Workflow Execution Engine

This page is the authoritative specification of WorkflowExecutionService in libs/infra/execution/src/lib/workflow-execution.service.ts.

Scope

The engine consumes a validated DAG of WorkflowNode + WorkflowEdge plus a WorkflowExecutionContext and returns a finalised set of workflow_node_results.

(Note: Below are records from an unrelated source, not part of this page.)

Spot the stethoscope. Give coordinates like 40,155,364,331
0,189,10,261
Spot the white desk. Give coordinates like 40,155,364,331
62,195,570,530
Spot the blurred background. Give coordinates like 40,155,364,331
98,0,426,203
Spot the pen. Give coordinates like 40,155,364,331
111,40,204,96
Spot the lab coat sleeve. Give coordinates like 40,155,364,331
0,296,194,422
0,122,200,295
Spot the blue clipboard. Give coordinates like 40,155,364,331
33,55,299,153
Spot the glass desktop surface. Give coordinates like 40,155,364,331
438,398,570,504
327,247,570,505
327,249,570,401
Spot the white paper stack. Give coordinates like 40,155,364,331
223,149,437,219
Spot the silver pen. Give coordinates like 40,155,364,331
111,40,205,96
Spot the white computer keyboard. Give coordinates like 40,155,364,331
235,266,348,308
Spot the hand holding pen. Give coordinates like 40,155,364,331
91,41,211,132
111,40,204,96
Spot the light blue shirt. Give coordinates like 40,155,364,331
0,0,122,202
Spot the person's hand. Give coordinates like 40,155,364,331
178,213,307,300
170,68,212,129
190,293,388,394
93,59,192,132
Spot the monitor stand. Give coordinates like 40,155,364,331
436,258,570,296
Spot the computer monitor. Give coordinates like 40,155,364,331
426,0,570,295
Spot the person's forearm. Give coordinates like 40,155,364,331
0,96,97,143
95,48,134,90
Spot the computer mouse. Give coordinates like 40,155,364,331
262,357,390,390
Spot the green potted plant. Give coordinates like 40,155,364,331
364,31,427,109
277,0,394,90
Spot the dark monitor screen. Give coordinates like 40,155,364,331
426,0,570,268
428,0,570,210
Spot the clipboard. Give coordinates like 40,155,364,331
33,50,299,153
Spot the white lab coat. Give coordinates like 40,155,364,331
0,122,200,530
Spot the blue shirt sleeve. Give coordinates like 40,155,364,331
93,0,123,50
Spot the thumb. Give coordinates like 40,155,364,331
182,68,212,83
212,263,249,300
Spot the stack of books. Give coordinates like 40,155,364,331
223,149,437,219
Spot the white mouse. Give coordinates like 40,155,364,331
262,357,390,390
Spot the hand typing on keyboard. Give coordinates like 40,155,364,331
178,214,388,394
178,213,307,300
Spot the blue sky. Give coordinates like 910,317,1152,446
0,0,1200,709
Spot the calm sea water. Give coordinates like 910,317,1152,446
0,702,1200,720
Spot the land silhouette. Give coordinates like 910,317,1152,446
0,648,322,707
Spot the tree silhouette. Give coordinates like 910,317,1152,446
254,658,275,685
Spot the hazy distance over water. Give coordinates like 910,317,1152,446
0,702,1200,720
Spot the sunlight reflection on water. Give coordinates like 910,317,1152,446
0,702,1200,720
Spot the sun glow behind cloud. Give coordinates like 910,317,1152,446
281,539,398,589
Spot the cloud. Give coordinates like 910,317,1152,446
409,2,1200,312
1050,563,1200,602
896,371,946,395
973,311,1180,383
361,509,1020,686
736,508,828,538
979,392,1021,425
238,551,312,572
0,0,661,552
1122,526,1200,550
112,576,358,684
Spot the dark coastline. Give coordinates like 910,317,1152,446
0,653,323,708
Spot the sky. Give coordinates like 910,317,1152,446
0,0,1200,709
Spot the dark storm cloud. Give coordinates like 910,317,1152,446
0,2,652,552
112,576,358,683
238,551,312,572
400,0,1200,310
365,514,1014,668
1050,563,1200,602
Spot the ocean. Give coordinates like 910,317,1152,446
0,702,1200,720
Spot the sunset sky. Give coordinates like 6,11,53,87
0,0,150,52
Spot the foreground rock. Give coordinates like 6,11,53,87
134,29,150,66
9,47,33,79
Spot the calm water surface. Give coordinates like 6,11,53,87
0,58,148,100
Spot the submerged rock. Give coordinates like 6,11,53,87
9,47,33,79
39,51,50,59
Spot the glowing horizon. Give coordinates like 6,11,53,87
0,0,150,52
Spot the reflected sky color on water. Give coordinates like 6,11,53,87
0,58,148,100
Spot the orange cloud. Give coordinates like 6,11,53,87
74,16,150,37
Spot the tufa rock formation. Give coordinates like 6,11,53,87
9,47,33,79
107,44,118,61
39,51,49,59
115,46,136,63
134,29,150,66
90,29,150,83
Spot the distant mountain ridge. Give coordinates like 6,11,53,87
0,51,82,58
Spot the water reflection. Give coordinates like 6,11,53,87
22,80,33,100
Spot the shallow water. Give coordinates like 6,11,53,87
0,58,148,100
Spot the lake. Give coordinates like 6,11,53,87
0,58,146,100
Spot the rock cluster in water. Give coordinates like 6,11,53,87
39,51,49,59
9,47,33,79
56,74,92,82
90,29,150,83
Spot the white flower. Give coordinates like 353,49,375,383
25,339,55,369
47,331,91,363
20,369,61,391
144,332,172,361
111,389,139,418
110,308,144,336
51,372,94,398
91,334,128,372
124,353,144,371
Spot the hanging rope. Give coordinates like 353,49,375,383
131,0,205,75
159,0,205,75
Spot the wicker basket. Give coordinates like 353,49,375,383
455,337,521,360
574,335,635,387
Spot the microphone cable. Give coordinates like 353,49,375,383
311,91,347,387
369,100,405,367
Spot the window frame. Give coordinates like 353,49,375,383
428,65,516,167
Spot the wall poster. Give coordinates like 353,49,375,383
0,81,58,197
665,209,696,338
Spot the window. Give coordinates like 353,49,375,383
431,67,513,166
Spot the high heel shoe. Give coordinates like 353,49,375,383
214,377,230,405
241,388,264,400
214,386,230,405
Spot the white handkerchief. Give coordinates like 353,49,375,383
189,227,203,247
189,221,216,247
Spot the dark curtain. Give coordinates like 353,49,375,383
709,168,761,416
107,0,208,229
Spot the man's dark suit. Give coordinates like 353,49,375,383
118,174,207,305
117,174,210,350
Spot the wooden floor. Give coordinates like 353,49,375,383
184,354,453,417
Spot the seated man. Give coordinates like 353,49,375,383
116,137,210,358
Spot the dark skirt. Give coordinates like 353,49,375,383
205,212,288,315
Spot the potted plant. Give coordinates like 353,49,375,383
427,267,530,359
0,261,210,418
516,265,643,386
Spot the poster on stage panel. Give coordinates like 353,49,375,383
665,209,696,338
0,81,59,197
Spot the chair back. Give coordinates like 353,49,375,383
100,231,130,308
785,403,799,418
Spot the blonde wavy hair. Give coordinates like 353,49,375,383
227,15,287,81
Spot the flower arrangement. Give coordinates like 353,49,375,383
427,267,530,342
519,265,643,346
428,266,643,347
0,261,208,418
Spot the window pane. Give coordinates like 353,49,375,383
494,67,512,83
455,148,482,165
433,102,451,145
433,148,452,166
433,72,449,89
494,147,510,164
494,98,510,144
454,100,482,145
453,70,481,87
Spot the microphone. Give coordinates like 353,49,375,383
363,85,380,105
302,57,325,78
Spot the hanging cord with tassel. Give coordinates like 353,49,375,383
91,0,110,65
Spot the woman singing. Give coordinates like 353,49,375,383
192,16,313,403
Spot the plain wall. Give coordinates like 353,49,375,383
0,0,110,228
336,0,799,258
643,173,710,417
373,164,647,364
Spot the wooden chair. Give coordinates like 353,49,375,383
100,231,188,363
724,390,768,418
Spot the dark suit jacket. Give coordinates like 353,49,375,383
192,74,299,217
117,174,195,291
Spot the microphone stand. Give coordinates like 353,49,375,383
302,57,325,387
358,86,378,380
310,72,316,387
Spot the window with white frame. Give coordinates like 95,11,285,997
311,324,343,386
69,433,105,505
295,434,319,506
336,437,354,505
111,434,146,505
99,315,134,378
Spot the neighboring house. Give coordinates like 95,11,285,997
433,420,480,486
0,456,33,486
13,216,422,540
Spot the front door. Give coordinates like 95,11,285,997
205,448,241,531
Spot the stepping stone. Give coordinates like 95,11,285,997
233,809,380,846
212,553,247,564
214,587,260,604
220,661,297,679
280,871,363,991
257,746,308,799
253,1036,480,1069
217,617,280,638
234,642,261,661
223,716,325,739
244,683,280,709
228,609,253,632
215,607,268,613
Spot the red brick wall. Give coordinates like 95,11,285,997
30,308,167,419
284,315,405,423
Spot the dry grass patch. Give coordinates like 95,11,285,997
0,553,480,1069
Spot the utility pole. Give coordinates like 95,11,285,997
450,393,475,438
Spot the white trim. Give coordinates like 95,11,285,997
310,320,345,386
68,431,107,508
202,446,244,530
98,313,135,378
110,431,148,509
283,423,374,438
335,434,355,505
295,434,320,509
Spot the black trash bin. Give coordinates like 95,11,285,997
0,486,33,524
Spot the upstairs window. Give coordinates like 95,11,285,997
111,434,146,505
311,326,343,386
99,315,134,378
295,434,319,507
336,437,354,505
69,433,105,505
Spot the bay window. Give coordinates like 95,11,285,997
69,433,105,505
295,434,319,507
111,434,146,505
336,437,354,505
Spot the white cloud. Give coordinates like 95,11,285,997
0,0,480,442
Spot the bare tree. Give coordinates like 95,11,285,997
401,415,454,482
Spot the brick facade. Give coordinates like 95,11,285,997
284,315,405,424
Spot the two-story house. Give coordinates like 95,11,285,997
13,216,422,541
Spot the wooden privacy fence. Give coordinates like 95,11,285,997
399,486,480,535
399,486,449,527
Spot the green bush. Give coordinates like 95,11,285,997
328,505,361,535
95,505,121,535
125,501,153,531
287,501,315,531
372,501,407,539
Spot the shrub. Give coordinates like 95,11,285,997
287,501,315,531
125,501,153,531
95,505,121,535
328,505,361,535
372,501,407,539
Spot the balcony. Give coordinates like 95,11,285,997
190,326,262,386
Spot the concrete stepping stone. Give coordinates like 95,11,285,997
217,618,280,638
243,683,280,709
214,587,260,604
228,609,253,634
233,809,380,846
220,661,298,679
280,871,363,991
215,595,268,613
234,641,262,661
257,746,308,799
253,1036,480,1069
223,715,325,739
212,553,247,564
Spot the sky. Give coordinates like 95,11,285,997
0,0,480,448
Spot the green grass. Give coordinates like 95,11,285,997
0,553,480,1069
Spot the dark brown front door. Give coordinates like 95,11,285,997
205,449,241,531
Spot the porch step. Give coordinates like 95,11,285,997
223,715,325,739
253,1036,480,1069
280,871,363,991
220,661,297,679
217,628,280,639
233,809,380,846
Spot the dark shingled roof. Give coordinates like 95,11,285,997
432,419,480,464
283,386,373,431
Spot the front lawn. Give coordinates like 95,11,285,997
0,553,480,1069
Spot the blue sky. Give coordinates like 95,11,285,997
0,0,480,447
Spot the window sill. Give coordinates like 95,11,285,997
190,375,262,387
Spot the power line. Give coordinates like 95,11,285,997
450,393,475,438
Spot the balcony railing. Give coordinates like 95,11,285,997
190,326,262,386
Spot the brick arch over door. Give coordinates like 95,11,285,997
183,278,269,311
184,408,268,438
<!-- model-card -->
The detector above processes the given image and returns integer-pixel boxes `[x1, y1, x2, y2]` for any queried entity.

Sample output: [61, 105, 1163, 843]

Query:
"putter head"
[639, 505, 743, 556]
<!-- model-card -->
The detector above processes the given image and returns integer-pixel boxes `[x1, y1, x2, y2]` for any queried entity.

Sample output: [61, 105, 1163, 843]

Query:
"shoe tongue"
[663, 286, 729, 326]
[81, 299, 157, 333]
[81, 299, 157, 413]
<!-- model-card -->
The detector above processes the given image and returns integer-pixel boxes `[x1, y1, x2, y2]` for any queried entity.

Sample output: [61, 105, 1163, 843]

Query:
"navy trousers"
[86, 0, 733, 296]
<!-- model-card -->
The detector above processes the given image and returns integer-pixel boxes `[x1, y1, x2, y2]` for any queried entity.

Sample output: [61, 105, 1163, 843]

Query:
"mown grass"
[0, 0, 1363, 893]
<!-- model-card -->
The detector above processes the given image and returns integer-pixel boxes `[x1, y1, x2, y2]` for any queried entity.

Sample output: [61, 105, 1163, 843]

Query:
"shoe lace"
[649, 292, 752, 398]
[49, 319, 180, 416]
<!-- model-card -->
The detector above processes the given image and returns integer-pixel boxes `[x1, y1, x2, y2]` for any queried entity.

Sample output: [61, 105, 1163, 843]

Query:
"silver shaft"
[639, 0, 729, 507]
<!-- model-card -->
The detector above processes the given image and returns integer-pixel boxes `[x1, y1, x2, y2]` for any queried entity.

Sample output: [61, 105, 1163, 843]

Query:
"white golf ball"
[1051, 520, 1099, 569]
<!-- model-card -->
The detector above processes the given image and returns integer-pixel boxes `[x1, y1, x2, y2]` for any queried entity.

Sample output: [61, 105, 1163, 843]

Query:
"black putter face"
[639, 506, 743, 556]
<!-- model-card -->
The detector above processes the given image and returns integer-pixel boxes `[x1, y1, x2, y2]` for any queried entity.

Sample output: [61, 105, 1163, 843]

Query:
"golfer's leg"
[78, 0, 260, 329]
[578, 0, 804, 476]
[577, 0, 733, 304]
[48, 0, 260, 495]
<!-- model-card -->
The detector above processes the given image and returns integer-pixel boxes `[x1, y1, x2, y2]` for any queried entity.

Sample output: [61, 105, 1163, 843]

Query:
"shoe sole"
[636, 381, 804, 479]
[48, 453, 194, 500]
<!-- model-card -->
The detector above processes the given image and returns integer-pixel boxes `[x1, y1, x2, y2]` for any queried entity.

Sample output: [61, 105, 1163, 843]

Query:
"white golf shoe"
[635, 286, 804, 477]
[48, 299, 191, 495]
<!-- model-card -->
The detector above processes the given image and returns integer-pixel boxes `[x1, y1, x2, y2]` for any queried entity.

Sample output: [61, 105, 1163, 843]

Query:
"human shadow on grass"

It is intentionally pure: side effects (DB writes, moderation, storage) are injected as callbacks or gateways.

Input types

interface WorkflowNode {
  id: string
  lens_id: string
  version_id: string | null
  label: string | null
  ordinal: number
  config: WorkflowNodeConfig
}

interface WorkflowEdge {
  id: string
  source_node_id: string
  target_node_id: string
  source_output_key: string         // default 'output'
  target_param_label: string
  merge_strategy?: MergeStrategy    // optional override; falls back to target node's config.merge
}

interface WorkflowExecutionContext {
  getLensTemplate(lensId: string, versionId: string | null): Promise<string>
  getVersionContracts(versionId: string): Promise<{ input: LensInputContract | null; output: LensOutputContract | null }>
  updateNodeResult(nodeId: string, patch: Partial<WorkflowNodeResultRecord>): Promise<void>
  onPartialOutput?(nodeId: string, partial: { text: string }): void
  moderation?: ModerationGateway
  signal?: AbortSignal
  rootInputs: Record<string, unknown>
}

Algorithm

Cycle detection. Run Kahn against edges. If the processed count is less than nodes.length, throw CycleDetected and abort before any side effect.
In-degree map. Build indegree[nodeId] = number of incoming edges.
Initial wave. Any node with indegree === 0 is scheduled.
Wave execution. For each wave: a. Build each node's rendered inputs by resolving rootInputs and upstream results. Apply the target node's merge strategy when two or more edges share a target_param_label. b. Validate inputs against input_contract — on failure, mark failed with error_message: "input_contract_violation". c. Call moderation.check('input') if config.moderation ∈ {'input','both'}. d. Call the provider via IExecutionProvider.execute (or IStreamingExecutionProvider.stream when available) under Promise.race(provider, timeout(config.timeout_ms)), cancelled by ctx.signal. e. Call moderation.check('output') if config.moderation ∈ {'output','both'}. f. Validate output against output_contract. If validation fails, either retry or mark failed with error_message: "output_contract_violation" depending on config.retry.retry_on. g. Persist the envelope via updateNodeResult. Stream partials via onPartialOutput when the provider supports it.
Next wave. After all wave members settle, decrement the in-degree of each dependent. A dependent becomes runnable when its in-degree hits zero and its own on_parent_failure policy permits running given the aggregated parent statuses.
Termination. When no runnable nodes remain, compute the run-level status:
- completed if every terminal leaf is completed or skipped,
- cancelled if any node is cancelled and none are failed,
- failed otherwise.

Node status lifecycle

Failure propagation policy

Each node's config.on_parent_failure controls what happens when any upstream parent is failed or cancelled:

Value	Behaviour
`skip`	Node becomes `skipped`. Its dependents see a parent status of `skipped` and follow their own policy.
`propagate`	Node becomes `failed` with `error_message: "upstream_failure"` and no provider call is made.
`substitute_default`	Missing upstream substitutions default to `''`. Node runs as if the parent returned an empty string. This reproduces pre-hardening behaviour and should be used only for legacy compatibility.

Retry and backoff

Per-node:

config.retry = {
  attempts: number          // total attempts including the first; default 1 (no retry)
  backoff_ms: number        // base delay; default 500
  max_backoff_ms?: number   // cap; default 8000
  retry_on: RetryCause[]    // ['timeout', 'provider_error', 'rate_limit', 'contract_violated']
}

Backoff formula (jittered exponential):

delay = min(max_backoff_ms, backoff_ms * 2^(attempt - 1)) * (0.5 + Math.random() * 0.5)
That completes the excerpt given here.